Dictionary containing all the key-value pairs that were not used to update the instance.

Updates attributes of this class instance with attributes from kwargs if they match existing attributes, returning all the unused kwargs.

validate

< >

( is_init = False )

Parameters

  • is_init (bool, optional, defaults to False) — Whether the validation is performed during the initialization of the instance.

Validates the values of the attributes of the GenerationConfig instance. Raises exceptions in the presence of parameterization that can be detected as incorrect from the configuration instance alone.

Note that some parameters not validated here are best validated at generate runtime, as they may depend on other inputs and/or the model, such as parameters related to the generation length.

get_generation_mode

< >

( assistant_model: Optional = None ) GenerationMode

Parameters

  • assistant_model (PreTrainedModel, optional) — The assistant model to be used for assisted generation. If set, the generation mode will be assisted generation.

Returns

GenerationMode

The generation mode triggered by the instance.

Returns the generation mode triggered by the GenerationConfig instance.

class transformers.WatermarkingConfig

< >

( greenlist_ratio: Optional = 0.25 bias: Optional = 2.0 hashing_key: Optional = 15485863 seeding_scheme: Optional = 'lefthash' context_width: Optional = 1 )

Class that holds arguments for watermark generation and should be passed into GenerationConfig during generate. See this paper for more details on the arguments.
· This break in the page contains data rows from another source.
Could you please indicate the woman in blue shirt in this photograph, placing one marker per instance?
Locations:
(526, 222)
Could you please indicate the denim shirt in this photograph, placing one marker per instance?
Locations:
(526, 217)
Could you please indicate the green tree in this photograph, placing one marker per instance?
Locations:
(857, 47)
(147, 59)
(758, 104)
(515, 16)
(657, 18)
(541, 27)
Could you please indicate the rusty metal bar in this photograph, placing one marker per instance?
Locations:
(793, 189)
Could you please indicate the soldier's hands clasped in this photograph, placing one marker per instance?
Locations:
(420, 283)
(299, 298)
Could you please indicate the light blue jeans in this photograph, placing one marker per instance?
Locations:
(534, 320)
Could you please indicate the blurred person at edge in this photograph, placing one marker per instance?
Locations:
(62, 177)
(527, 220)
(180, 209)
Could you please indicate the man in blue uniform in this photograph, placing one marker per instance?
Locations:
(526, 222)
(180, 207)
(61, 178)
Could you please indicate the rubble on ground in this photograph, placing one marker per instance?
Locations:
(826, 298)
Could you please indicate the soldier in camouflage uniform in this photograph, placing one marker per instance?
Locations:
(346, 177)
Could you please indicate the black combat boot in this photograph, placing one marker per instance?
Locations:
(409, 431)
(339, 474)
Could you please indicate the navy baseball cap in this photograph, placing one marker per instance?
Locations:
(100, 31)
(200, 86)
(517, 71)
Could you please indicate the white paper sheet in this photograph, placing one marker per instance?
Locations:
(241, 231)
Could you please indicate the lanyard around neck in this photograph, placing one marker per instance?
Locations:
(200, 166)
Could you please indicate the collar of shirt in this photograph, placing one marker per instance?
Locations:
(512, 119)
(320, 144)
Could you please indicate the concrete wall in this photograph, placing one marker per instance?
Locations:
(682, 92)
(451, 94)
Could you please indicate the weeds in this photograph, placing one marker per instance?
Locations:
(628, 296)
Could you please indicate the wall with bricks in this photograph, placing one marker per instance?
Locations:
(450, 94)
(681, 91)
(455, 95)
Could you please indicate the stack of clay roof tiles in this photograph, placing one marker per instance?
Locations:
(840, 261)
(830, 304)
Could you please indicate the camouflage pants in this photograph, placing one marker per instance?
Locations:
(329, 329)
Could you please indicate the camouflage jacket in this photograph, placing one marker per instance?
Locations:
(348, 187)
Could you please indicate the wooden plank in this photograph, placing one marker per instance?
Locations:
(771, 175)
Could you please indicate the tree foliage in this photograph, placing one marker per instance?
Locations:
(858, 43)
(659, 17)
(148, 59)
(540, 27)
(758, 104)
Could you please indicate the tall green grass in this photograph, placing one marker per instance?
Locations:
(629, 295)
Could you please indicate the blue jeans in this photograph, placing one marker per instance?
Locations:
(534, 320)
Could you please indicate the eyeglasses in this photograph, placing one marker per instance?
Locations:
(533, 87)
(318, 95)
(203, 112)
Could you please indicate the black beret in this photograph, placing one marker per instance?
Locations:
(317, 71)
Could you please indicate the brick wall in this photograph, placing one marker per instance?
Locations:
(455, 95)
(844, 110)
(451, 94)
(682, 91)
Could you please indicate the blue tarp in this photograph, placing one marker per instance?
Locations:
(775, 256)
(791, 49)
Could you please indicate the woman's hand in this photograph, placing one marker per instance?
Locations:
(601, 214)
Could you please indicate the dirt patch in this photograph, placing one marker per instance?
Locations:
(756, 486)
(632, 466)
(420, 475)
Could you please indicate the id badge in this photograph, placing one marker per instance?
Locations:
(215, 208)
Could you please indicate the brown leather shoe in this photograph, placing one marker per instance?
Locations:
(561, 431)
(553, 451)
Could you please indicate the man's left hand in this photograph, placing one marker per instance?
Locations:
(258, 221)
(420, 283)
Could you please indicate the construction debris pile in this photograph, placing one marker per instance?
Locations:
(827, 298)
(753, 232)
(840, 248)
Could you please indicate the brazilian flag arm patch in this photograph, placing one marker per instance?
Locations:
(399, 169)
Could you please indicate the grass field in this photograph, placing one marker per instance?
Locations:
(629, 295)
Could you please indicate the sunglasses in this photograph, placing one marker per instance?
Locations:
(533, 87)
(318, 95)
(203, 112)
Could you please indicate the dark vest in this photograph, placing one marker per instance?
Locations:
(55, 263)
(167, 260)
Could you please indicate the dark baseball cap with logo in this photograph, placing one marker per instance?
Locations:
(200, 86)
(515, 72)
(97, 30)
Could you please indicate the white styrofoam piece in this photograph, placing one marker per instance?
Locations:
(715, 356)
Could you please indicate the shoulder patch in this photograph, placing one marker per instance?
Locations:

Accepts the following keys:

  • greenlist_ratio (float): Used for watermarking. The ratio of “green” tokens used to the vocabulary size. Defaults to 0.25.
  • bias (float): Used with watermarking. The bias added to the selected “green” tokens’ logits. Defaults to 2.0.
  • hashing_key (int): Hashing key used for watermarking. Defaults to 15485863 (the millionth prime).
  • seeding_scheme (str): Algorithm to use for watermarking. Accepts values:
    • “lefthash” (default): “green” tokens selection depend on the last token (Algorithm 2 from the paper)
    • “selfhash”: “green” tokens selection depends on the current token itself (Algorithm 3 from the paper) The downside of this scheme is that it considers all possible next tokens and can be slower than “lefthash”.
  • context_width(int): The context length of previous tokens to use in seeding. Higher context length makes watermarking more robust.

from_dict

< >

( config_dict **kwargs ) WatermarkingConfig

Parameters

  • config_dict (Dict[str, Any]) — Dictionary containing configuration parameters. **kwargs — Additional keyword arguments to override dictionary values.

Returns

WatermarkingConfig

Instance of WatermarkingConfig constructed from the dictionary.
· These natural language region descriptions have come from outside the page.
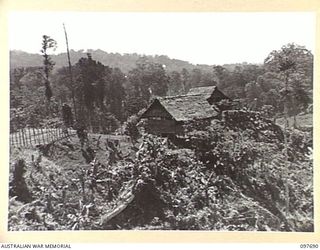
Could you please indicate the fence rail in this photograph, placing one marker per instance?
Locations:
(35, 136)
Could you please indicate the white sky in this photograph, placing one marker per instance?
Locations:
(200, 38)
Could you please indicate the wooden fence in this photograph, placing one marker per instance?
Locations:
(34, 136)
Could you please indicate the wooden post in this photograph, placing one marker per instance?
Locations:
(30, 136)
(34, 135)
(42, 135)
(22, 136)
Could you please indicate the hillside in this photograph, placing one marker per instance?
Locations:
(125, 62)
(229, 176)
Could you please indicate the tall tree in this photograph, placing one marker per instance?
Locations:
(288, 62)
(292, 63)
(47, 44)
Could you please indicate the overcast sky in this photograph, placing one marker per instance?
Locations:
(200, 38)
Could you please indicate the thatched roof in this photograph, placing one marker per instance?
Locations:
(187, 107)
(207, 91)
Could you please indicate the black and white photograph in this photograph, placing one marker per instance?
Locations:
(194, 121)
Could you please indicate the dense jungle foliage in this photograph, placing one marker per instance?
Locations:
(103, 96)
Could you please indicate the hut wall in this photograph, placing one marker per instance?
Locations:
(163, 126)
(217, 96)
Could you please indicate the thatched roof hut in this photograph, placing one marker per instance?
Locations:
(167, 115)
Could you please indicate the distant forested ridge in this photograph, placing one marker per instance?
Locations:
(108, 88)
(125, 62)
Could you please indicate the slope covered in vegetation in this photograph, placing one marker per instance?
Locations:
(227, 176)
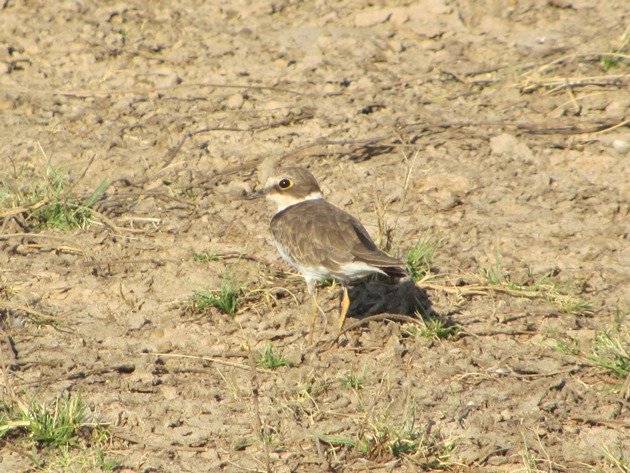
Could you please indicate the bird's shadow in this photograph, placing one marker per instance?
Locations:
(375, 296)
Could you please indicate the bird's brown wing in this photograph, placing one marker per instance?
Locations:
(316, 233)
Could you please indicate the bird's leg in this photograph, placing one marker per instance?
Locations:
(343, 311)
(311, 328)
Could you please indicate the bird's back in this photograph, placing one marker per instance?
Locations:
(316, 234)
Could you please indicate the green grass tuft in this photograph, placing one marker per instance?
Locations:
(205, 256)
(270, 358)
(225, 298)
(419, 257)
(610, 349)
(352, 379)
(63, 438)
(432, 327)
(49, 202)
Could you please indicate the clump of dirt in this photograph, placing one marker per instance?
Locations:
(499, 131)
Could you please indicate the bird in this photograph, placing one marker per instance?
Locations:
(321, 240)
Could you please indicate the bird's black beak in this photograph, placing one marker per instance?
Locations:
(254, 194)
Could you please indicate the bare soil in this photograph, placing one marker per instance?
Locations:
(513, 129)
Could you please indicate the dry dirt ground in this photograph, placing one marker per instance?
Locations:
(498, 128)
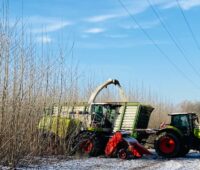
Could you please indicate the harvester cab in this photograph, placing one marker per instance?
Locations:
(181, 135)
(103, 115)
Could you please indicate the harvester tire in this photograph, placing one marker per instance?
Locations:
(86, 144)
(184, 150)
(167, 145)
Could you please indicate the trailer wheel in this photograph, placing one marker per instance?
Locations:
(167, 145)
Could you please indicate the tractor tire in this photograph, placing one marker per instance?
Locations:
(123, 154)
(167, 145)
(93, 148)
(86, 144)
(184, 150)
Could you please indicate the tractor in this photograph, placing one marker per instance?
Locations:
(178, 137)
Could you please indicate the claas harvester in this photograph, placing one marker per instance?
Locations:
(117, 129)
(106, 128)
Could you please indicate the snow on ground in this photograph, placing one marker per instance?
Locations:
(191, 161)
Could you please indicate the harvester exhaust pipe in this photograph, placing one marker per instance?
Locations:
(104, 85)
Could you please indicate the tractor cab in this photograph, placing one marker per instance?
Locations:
(103, 115)
(179, 137)
(185, 122)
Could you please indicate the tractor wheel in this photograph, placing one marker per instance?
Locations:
(86, 144)
(167, 145)
(184, 150)
(122, 154)
(91, 147)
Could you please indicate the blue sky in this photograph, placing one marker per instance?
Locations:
(109, 44)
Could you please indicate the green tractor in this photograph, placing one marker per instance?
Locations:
(181, 135)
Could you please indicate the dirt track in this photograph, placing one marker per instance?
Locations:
(191, 161)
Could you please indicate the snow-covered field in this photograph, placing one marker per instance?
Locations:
(191, 161)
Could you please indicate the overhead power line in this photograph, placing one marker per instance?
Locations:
(174, 40)
(188, 25)
(158, 47)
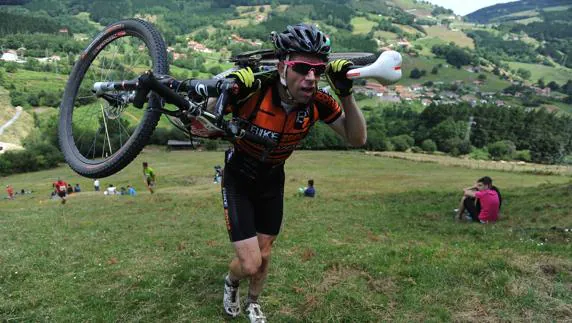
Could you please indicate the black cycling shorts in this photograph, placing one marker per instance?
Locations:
(253, 206)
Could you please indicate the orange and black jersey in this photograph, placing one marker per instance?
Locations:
(266, 117)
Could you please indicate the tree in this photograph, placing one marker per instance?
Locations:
(415, 73)
(524, 73)
(553, 86)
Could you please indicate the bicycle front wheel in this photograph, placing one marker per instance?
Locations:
(100, 135)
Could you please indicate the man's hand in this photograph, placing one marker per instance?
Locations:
(244, 76)
(336, 76)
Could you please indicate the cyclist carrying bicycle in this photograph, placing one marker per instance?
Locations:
(280, 106)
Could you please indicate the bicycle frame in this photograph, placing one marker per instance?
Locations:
(192, 111)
Constructs a WatermarkingConfig instance from a dictionary of parameters.

to_dict

< >

( ) Dict[str, Any]

Returns

Dict[str, Any]

Dictionary of all the attributes that make up this configuration instance.

Serializes this instance to a Python dictionary.

to_json_file

< >

( json_file_path: Union )

Parameters

  • json_file_path (Union[str, os.PathLike]) — Path to the JSON file in which this configuration instance’s parameters will be saved.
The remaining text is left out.